Evals

I want to grow the evals field and make it more accessible for people who want to start doing evals. My goal is that someone who is new to evals could either spend a day, a week or a month on the materials here and gain the most important evals skills and insights for that timeframe.

I think evals is extremely accessible as a field and very friendly to newcomers because the field is so empirical and hands-on. If you already have a lot of research and software engineering experience, you will be able to become good at evals very quickly. If you are a newcomer, evals allow you to get started with a minimal amount of background knowledge.

I intend to update this page from time to time. Feel free to reach out with resources that you think should be included.

A starter Guide to Evals

We have written a starter guide to evals as a general introduction to the field and suggestions on how to get started. If you prefer a presentation, you can watch this talk I gave for the Talos fellowship.

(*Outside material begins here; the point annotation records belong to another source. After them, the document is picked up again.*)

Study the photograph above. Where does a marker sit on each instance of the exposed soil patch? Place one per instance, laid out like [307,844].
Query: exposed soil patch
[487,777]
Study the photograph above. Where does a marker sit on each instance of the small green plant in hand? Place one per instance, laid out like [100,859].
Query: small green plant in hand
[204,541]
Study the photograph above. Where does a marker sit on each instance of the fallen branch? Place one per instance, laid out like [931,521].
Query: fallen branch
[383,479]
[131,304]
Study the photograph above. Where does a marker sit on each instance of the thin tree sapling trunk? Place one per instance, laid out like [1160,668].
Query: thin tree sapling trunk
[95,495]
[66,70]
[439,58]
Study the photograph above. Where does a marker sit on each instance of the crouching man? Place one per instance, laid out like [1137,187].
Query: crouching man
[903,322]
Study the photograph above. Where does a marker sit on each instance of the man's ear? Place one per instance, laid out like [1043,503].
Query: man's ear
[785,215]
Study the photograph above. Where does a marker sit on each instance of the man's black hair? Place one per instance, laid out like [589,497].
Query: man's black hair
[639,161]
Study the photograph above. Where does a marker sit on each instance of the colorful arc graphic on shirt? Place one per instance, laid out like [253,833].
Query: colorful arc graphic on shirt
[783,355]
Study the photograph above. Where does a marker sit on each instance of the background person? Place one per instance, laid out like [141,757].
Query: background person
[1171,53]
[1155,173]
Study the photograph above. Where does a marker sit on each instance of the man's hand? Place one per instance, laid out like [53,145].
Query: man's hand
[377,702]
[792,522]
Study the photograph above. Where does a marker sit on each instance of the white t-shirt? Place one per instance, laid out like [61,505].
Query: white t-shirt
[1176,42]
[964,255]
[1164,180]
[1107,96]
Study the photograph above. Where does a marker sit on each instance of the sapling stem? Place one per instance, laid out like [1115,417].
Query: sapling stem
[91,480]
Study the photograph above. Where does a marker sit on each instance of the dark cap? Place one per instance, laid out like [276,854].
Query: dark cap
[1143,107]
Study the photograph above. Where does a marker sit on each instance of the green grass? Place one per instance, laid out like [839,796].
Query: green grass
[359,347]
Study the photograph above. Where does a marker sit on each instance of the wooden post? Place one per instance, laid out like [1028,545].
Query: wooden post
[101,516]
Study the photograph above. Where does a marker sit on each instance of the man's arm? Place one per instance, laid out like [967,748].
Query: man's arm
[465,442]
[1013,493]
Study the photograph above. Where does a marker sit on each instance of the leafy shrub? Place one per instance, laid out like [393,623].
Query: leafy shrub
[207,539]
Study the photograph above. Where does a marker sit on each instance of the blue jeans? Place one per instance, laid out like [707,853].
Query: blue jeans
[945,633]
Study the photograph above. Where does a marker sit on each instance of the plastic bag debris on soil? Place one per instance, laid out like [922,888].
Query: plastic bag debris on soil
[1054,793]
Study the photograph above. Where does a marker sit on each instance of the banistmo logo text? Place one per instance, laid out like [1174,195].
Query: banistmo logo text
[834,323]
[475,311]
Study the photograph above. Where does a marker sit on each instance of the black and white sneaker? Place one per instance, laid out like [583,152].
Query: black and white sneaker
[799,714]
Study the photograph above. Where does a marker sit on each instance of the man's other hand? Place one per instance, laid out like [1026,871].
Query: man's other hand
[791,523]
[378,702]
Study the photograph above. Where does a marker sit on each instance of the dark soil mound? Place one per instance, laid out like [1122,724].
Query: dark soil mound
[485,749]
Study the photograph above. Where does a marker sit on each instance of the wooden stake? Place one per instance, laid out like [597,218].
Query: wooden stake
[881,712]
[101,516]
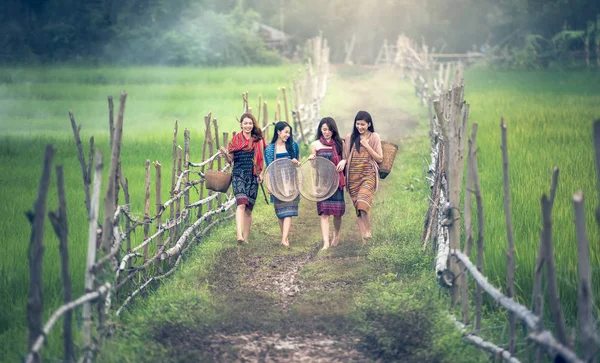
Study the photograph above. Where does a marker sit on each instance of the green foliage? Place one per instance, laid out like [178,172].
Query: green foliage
[526,57]
[549,117]
[34,103]
[200,37]
[155,32]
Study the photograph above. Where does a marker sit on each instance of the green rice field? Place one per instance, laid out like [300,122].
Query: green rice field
[550,117]
[34,106]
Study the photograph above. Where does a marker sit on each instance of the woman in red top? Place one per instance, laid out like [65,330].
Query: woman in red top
[246,151]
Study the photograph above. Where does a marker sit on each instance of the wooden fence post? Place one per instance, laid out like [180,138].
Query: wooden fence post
[510,253]
[210,145]
[218,147]
[204,145]
[159,243]
[480,224]
[58,219]
[453,115]
[265,120]
[178,201]
[538,289]
[91,257]
[186,165]
[110,197]
[285,108]
[587,327]
[555,306]
[147,208]
[468,227]
[226,140]
[80,155]
[35,301]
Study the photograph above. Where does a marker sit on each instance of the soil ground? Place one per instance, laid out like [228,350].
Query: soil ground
[292,304]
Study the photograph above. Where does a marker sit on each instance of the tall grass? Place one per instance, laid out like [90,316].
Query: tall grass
[549,117]
[34,105]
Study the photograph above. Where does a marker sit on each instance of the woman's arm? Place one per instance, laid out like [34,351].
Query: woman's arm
[226,154]
[377,155]
[269,154]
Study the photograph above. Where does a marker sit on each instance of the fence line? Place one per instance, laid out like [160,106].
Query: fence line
[448,139]
[118,260]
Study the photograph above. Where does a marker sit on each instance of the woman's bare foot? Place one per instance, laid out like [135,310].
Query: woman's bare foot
[366,239]
[336,240]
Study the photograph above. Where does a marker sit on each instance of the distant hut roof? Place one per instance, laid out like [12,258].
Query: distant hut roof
[274,35]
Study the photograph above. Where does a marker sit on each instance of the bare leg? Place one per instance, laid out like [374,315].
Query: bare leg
[247,224]
[366,218]
[287,225]
[325,231]
[240,212]
[361,226]
[337,226]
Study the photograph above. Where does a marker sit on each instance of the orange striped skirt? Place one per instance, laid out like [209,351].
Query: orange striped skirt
[361,180]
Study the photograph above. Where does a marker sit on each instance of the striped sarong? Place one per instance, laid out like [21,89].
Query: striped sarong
[334,205]
[361,180]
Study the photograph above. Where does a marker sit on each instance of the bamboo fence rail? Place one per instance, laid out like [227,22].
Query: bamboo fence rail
[448,126]
[114,266]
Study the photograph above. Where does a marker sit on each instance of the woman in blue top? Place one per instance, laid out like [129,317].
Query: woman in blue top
[283,146]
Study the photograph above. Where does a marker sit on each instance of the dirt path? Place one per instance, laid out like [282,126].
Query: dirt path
[292,304]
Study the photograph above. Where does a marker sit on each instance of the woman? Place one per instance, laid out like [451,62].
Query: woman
[283,146]
[362,152]
[328,144]
[246,152]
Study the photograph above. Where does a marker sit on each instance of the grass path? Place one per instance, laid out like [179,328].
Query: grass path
[264,302]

In general, because evals is such an empirical field, I would recommend to get your hands dirty as soon as possible by trying to measure something you’re curious about, as described at the bottom of the starter guide.

Inspect

Inspect is an open source evals library designed and maintained by UK AISI and spearheaded by JJ Allaire, who intends to develop and support the framework for many years. It supports a wide range of evals and is fairly easy to use. It is already used by a large number of people in the evals community and I think it will become the defacto standard tool for evals similar to how PyTorch is the defacto standard for neural networks.

At Apollo, we have also decided to switch to using inspect for our evals (see details here.

I think there is a lot of room for people to contribute to Inspect, e.g. there could be much more detailed tutorials. Contributing to Inspect might be a great way for people who enjoy the software engineering side of evals to test fit and gain career capital.

The ARENA evals materials

I worked with Chloe and James (they did most of the heavy lifting) to develop evals materials for ARENA. The materials are designed for a full week of training and aim to give you some basic skills for evals.

This was the first iteration, so there are still a lot of things we want to improve. We’re keen to get feedback from people who have either done ARENA or go through the materials in their free time.

The evals gap

Evals underpin a lot of important decisions. I think most people have not yet internalized what kind of evals will be required to confidently support billion-dollar decisions. I think it is possible to build these evaluations but we have to try harder than we’re doing now. My evals field building efforts are partially motivated by the desire to close the evals gap (more details here).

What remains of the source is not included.